Unbequem auch nach der Wende
Dies und eine gewaltfreie und respektvolle Erziehung seien die Mittel, die Widerstandskraft von Menschen gegen Feindbilder, Ideologien und Diktatur zu stärken, so die frühere hannoversche Bischöfin. Auch nach der politischen Wende 1989 sei Christian Führer nicht "sprachlos" geworden, sondern sei ein unbequemer Prediger geblieben. "Wir sind dankbar für sein Zeugnis in der Zeit der DDR, aber sehr wohl auch danach", sagte Käßmann. "Wir brauchen Menschen, die widerständig sind, denen die Kraft dazu vermittelt wurde in ihrer Erziehung und im Glauben."
In seiner vorbereiteten Dankesrede, die in Bayreuth von Tochter Katharina Köhler, Pfarrerin in Cottbus, verlesen wurde, rief Führer zu "mehr Aufmerksamkeit für unser Herz" auf.
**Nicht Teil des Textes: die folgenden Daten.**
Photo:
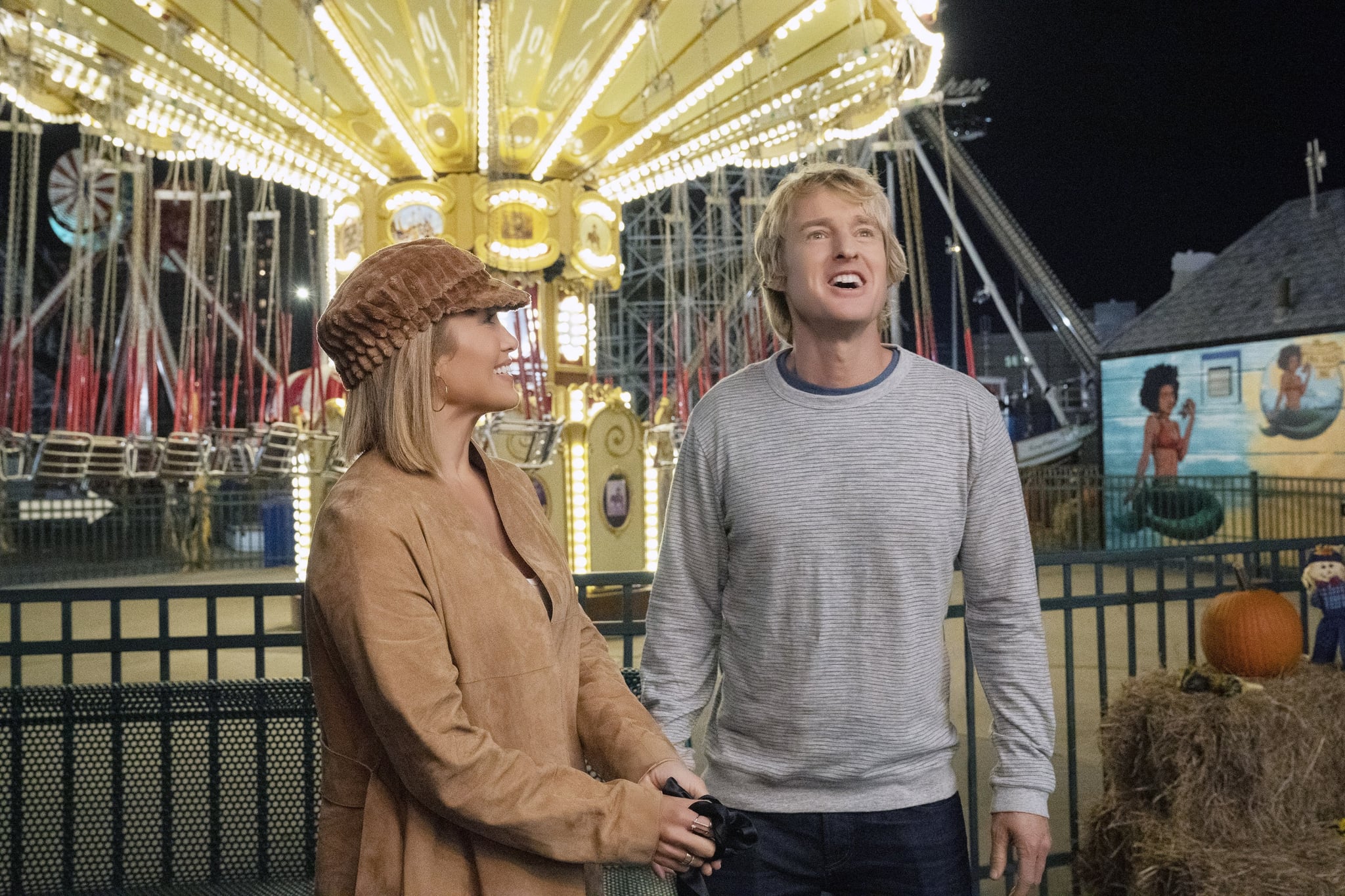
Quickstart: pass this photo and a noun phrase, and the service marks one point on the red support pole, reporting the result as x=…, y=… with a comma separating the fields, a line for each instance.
x=649, y=351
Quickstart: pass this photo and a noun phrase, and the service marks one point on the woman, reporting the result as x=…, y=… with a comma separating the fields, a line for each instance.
x=1164, y=440
x=1292, y=386
x=459, y=684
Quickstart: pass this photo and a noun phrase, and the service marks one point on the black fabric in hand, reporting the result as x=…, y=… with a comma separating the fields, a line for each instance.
x=731, y=830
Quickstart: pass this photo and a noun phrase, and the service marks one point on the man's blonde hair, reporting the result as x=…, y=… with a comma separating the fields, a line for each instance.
x=853, y=183
x=390, y=409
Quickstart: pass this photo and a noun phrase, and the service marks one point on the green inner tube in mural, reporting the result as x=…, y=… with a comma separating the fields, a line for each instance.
x=1181, y=512
x=1304, y=423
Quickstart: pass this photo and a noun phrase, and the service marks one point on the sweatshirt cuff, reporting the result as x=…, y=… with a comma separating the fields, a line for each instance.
x=1020, y=800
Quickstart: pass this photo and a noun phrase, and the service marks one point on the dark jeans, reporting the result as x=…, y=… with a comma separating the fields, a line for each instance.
x=1331, y=636
x=920, y=851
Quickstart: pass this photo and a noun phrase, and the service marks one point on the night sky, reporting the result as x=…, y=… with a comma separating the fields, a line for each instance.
x=1125, y=132
x=1118, y=133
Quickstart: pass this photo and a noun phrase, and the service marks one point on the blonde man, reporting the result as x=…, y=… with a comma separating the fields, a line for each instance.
x=821, y=501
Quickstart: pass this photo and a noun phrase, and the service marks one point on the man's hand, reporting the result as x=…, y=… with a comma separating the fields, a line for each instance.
x=1029, y=839
x=658, y=775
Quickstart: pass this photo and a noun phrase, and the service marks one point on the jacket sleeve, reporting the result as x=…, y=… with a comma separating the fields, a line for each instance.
x=387, y=636
x=682, y=648
x=621, y=738
x=1003, y=622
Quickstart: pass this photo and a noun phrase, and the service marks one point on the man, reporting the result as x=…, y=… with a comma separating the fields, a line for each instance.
x=820, y=503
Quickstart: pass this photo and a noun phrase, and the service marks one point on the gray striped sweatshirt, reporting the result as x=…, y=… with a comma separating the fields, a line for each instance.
x=808, y=557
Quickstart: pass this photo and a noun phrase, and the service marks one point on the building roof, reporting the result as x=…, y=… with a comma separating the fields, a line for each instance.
x=1235, y=299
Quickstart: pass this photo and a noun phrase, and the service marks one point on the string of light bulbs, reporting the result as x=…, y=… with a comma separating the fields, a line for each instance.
x=366, y=83
x=591, y=96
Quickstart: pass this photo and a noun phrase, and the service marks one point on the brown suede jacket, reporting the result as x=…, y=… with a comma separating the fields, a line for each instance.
x=456, y=715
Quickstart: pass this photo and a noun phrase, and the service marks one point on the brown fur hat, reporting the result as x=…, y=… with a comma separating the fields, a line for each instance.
x=401, y=291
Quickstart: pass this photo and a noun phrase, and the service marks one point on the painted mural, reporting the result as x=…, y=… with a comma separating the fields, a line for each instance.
x=1169, y=419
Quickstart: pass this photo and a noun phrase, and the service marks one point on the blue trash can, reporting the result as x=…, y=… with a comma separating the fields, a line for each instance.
x=277, y=528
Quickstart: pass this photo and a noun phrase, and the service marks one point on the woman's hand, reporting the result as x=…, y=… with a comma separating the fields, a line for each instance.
x=680, y=848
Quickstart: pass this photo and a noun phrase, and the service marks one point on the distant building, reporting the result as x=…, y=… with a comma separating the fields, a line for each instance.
x=1255, y=339
x=1110, y=317
x=1187, y=265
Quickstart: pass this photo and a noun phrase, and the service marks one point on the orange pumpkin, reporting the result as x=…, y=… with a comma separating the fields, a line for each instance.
x=1252, y=633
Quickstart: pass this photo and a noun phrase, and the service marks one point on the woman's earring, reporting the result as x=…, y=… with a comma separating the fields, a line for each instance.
x=440, y=381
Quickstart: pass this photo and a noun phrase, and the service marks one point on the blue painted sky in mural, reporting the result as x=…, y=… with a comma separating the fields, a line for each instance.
x=1234, y=431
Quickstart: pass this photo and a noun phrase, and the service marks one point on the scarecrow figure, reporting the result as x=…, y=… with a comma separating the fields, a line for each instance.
x=1324, y=578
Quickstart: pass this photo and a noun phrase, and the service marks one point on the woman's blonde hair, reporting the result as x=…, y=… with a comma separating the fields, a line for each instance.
x=390, y=409
x=853, y=183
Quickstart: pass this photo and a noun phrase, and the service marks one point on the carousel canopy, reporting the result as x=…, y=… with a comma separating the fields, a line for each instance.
x=622, y=96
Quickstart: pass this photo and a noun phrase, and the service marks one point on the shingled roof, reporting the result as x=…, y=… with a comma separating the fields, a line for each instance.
x=1234, y=299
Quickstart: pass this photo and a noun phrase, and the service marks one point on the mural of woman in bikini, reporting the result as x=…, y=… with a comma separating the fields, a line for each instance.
x=1301, y=391
x=1294, y=379
x=1165, y=505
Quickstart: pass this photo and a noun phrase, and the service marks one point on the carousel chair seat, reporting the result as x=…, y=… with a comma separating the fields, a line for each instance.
x=62, y=457
x=109, y=458
x=276, y=457
x=146, y=453
x=537, y=438
x=233, y=452
x=15, y=456
x=185, y=456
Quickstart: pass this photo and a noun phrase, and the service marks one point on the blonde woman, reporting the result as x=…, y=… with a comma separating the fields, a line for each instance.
x=460, y=687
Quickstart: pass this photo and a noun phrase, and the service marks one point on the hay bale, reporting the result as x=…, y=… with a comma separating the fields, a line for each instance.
x=1228, y=796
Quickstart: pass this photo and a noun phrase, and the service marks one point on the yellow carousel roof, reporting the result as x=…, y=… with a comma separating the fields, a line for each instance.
x=625, y=96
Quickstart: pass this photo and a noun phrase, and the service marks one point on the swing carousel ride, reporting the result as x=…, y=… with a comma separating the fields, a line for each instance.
x=223, y=146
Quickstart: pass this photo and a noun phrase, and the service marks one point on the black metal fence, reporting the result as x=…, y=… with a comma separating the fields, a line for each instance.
x=1076, y=508
x=159, y=785
x=1109, y=616
x=162, y=527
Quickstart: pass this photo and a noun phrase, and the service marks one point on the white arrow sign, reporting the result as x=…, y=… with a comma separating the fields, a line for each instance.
x=91, y=509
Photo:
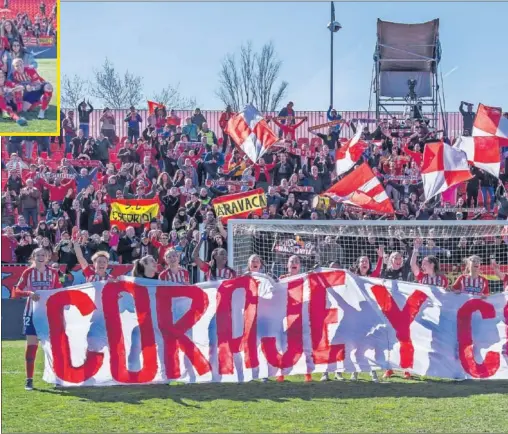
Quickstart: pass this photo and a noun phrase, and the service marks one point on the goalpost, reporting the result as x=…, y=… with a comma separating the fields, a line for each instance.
x=318, y=243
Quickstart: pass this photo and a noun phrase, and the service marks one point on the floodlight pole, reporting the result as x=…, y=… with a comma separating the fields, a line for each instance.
x=333, y=26
x=332, y=19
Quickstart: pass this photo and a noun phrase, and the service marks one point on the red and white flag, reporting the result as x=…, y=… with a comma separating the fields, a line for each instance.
x=482, y=152
x=153, y=105
x=443, y=167
x=250, y=131
x=350, y=152
x=361, y=188
x=490, y=121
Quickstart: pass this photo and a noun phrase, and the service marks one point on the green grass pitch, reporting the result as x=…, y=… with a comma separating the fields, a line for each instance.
x=398, y=405
x=47, y=69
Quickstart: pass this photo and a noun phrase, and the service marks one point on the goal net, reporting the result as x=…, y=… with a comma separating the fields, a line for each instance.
x=321, y=243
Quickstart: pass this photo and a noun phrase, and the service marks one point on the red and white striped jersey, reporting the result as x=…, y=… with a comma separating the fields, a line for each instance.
x=436, y=280
x=92, y=276
x=34, y=280
x=28, y=76
x=180, y=276
x=472, y=285
x=222, y=274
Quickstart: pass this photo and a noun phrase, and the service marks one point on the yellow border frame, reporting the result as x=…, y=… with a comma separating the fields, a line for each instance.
x=56, y=86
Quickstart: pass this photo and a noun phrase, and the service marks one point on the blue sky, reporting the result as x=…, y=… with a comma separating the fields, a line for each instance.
x=171, y=43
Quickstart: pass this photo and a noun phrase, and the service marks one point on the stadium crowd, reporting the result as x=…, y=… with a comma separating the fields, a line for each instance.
x=186, y=165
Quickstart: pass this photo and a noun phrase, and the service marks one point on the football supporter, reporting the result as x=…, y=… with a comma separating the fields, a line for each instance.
x=471, y=282
x=145, y=267
x=397, y=268
x=216, y=268
x=254, y=264
x=362, y=268
x=429, y=273
x=35, y=278
x=294, y=268
x=501, y=276
x=174, y=272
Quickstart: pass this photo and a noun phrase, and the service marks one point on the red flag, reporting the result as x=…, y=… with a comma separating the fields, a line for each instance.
x=482, y=152
x=350, y=152
x=490, y=121
x=250, y=131
x=443, y=167
x=361, y=188
x=153, y=105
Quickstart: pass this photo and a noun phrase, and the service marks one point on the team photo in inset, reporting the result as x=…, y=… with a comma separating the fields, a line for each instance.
x=28, y=67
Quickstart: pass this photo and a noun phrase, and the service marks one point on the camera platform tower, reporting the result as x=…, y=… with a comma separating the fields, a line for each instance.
x=406, y=70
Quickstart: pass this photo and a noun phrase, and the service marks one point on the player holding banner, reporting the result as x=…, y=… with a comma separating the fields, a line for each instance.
x=36, y=277
x=38, y=92
x=96, y=272
x=217, y=268
x=11, y=96
x=429, y=274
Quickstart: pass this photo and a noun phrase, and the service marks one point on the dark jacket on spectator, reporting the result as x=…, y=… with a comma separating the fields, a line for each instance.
x=14, y=184
x=127, y=155
x=125, y=250
x=198, y=120
x=23, y=253
x=84, y=114
x=77, y=146
x=96, y=227
x=102, y=148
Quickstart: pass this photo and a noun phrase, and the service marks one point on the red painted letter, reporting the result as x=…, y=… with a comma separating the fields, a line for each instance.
x=465, y=336
x=60, y=342
x=173, y=333
x=119, y=371
x=294, y=331
x=227, y=344
x=401, y=319
x=506, y=323
x=321, y=317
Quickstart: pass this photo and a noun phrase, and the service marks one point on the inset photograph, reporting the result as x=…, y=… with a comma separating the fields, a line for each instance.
x=29, y=77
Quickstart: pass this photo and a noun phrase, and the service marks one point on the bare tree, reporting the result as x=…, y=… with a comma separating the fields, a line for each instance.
x=115, y=91
x=73, y=91
x=252, y=79
x=172, y=98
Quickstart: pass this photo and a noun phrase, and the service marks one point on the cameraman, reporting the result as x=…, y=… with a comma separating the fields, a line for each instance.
x=467, y=118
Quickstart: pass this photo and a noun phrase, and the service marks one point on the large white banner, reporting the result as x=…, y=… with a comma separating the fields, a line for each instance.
x=138, y=331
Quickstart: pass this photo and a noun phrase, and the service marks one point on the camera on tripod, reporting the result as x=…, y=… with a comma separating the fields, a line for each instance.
x=412, y=85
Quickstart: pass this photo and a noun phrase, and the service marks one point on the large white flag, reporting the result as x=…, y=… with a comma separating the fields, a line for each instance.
x=144, y=331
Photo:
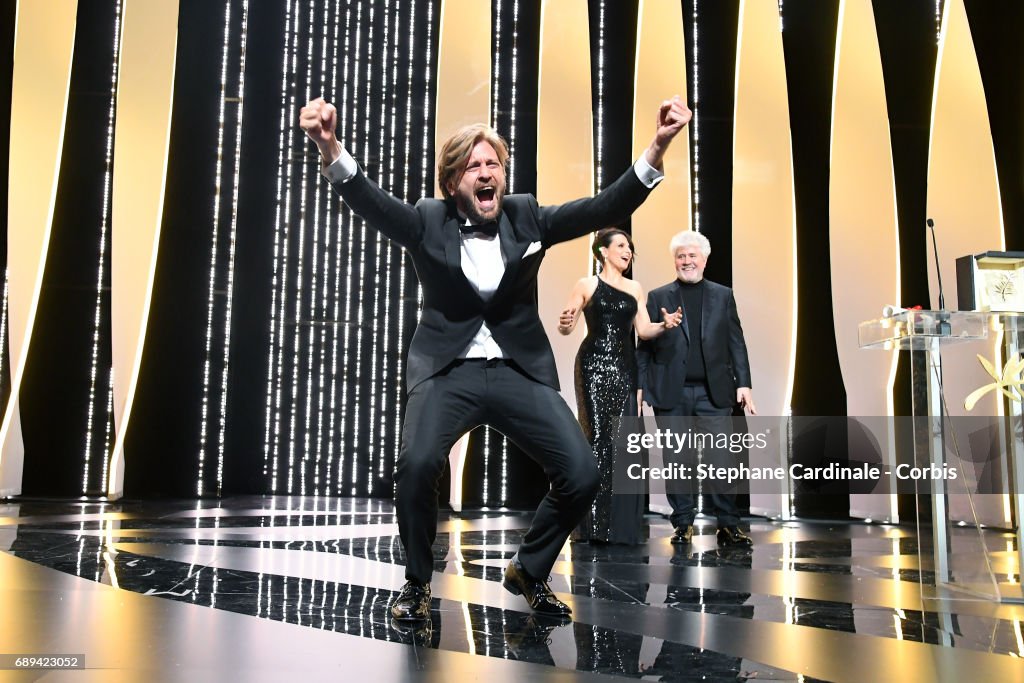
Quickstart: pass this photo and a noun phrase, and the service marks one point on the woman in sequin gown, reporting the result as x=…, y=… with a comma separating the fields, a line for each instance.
x=606, y=377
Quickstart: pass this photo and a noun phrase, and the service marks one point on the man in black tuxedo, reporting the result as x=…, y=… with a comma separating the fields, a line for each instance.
x=698, y=370
x=479, y=354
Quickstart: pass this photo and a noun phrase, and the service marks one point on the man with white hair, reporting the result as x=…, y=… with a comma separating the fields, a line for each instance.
x=698, y=370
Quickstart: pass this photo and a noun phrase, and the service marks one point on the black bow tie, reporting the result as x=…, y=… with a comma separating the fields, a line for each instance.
x=489, y=228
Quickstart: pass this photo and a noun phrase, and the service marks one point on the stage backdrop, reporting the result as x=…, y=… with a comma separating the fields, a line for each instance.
x=188, y=310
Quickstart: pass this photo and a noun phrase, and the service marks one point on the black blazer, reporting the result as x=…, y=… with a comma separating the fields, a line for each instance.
x=662, y=361
x=453, y=310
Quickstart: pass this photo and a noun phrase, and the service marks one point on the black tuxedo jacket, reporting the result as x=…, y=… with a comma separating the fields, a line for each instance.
x=453, y=310
x=662, y=361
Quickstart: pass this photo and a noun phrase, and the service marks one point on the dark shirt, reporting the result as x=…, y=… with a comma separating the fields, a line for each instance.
x=692, y=295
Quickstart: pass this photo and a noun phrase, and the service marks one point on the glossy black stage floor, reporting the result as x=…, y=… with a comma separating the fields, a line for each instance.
x=285, y=589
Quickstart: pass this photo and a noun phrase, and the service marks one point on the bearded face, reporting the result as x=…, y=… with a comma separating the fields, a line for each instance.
x=479, y=190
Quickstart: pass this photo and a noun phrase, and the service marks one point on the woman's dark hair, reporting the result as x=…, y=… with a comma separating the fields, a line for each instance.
x=604, y=238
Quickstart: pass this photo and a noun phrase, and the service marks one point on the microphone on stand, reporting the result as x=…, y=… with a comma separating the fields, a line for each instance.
x=943, y=324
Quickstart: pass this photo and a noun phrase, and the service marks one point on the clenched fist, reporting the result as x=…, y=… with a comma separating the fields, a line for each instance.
x=318, y=118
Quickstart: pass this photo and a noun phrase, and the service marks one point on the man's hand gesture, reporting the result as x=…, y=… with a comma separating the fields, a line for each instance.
x=318, y=119
x=673, y=116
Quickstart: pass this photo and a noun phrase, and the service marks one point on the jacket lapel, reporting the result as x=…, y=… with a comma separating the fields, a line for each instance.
x=685, y=324
x=512, y=251
x=453, y=255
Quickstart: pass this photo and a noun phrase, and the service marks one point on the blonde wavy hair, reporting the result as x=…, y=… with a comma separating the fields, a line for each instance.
x=457, y=148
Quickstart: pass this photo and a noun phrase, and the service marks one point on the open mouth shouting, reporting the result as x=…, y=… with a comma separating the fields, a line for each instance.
x=486, y=199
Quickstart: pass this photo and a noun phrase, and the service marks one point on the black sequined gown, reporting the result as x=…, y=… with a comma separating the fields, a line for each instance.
x=606, y=389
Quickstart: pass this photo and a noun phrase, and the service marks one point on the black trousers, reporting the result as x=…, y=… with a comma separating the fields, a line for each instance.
x=469, y=393
x=694, y=401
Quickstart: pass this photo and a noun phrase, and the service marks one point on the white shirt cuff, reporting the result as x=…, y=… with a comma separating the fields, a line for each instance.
x=648, y=175
x=342, y=169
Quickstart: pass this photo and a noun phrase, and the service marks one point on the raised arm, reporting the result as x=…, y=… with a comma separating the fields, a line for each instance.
x=672, y=118
x=581, y=294
x=615, y=204
x=395, y=219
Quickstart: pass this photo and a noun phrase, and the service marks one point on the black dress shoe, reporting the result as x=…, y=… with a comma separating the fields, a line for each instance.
x=530, y=635
x=413, y=604
x=730, y=537
x=683, y=535
x=537, y=592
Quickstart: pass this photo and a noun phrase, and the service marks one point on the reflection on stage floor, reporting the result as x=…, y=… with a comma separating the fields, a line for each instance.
x=278, y=588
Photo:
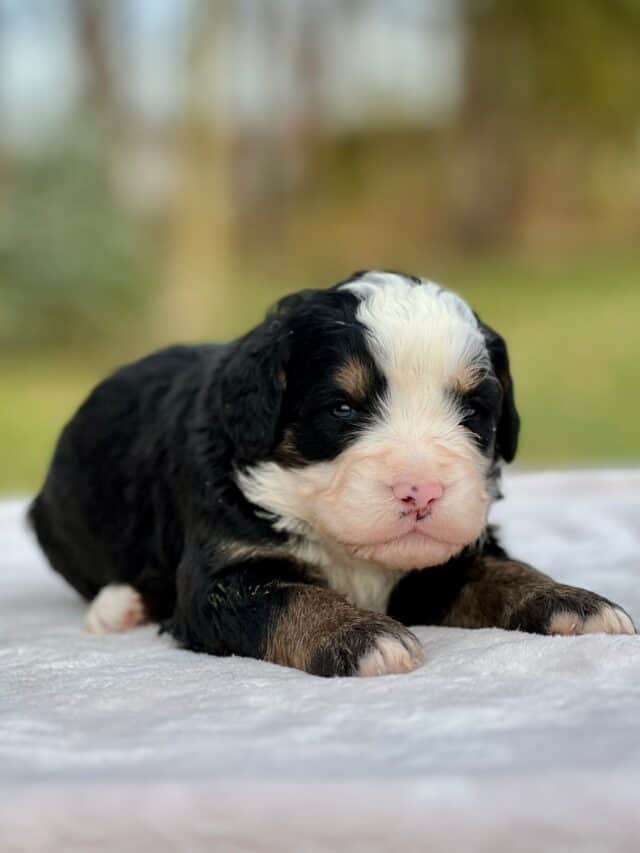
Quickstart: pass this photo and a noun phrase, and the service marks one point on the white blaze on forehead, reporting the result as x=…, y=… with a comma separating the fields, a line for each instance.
x=418, y=329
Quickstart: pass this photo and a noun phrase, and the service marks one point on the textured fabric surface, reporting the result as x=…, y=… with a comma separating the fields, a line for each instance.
x=501, y=742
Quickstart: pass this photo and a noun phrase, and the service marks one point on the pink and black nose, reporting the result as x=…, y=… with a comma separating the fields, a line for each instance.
x=418, y=496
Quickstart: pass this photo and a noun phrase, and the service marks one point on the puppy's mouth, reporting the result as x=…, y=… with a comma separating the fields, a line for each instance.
x=414, y=536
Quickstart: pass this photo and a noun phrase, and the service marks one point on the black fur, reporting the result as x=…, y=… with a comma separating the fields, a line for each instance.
x=142, y=489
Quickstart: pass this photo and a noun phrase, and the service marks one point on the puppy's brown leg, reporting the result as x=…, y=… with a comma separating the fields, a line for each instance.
x=505, y=593
x=262, y=610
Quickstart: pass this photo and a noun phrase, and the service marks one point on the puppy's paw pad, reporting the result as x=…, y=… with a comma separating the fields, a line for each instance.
x=117, y=607
x=392, y=655
x=608, y=620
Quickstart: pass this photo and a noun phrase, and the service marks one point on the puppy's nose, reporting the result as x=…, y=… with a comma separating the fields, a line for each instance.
x=419, y=495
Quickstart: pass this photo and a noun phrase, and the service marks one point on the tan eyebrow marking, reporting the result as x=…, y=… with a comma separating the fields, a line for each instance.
x=354, y=378
x=468, y=377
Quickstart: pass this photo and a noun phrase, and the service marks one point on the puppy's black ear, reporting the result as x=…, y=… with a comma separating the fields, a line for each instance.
x=509, y=423
x=253, y=383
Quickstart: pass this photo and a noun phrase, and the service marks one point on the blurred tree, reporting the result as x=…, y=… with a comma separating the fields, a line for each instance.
x=199, y=275
x=72, y=260
x=534, y=70
x=92, y=27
Wenn "gefährlicher Sondermüll wie Hass und Gewalt, Sorgen und Ängste" entsorgt werde, müssten sich Menschen nicht mit ihrer Schwäche und Restangst verstecken und könnten neu dem Leben entgegentreten, so Führer mit Blick auf die Montagsdemonstrationen 1989 in Leipzig. "Und wenn Gottes Kraft in den Schwachen mächtig wird, wenn das nicht für möglich Gehaltene tatsächlich geschieht, dann gerät die Welt in Erstaunen."
Ein Preis für eine Haltung
Zuvor hatte Bayreuths Oberbürgermeisterin Brigitte Merk-Erbe (Bayreuther Gemeinschaft) betont, dass der Toleranzpreis nicht allein für eine Leistung, sondern vor allem für eine Haltung vergeben werde. Diese Haltung zeichne sich etwa durch Zivilcourage aus, durch den Einsatz für andere Menschen, die keine Stimme hätten, oder durch den Willen zum Ausgleich und zum Frieden. "Es ist diese Haltung, geprägt von Toleranz, Menschlichkeit und Glauben, die sich auch nach 1989 beispielsweise im Engagement für Menschen in Not oder gegen Rechtsextremismus äußert, die wir heute mit diesem Preis ehren", so Merk-Erbe.
Der mit 10 000 Euro dotierte "Wilhelmine-von-Bayreuth-Preis" wird von der Stadt Bayreuth seit 2008 an Persönlichkeiten oder Gruppen verliehen, die sich im internationalen Bereich auf kulturellem, sozialem, politischem oder wissenschaftlichem Gebiet um die kritische Reflexion europäischer Wertvorstellungen und die interkulturelle Verständigung verdient gemacht haben. Zu den bisherigen Preisträgern zählen der nigerianische Literatur-Nobelpreisträger Wole Soyinka, der Dirigent Daniel Barenboim und die senegalesische Frauenrechtlerin Madjiguène Cissé.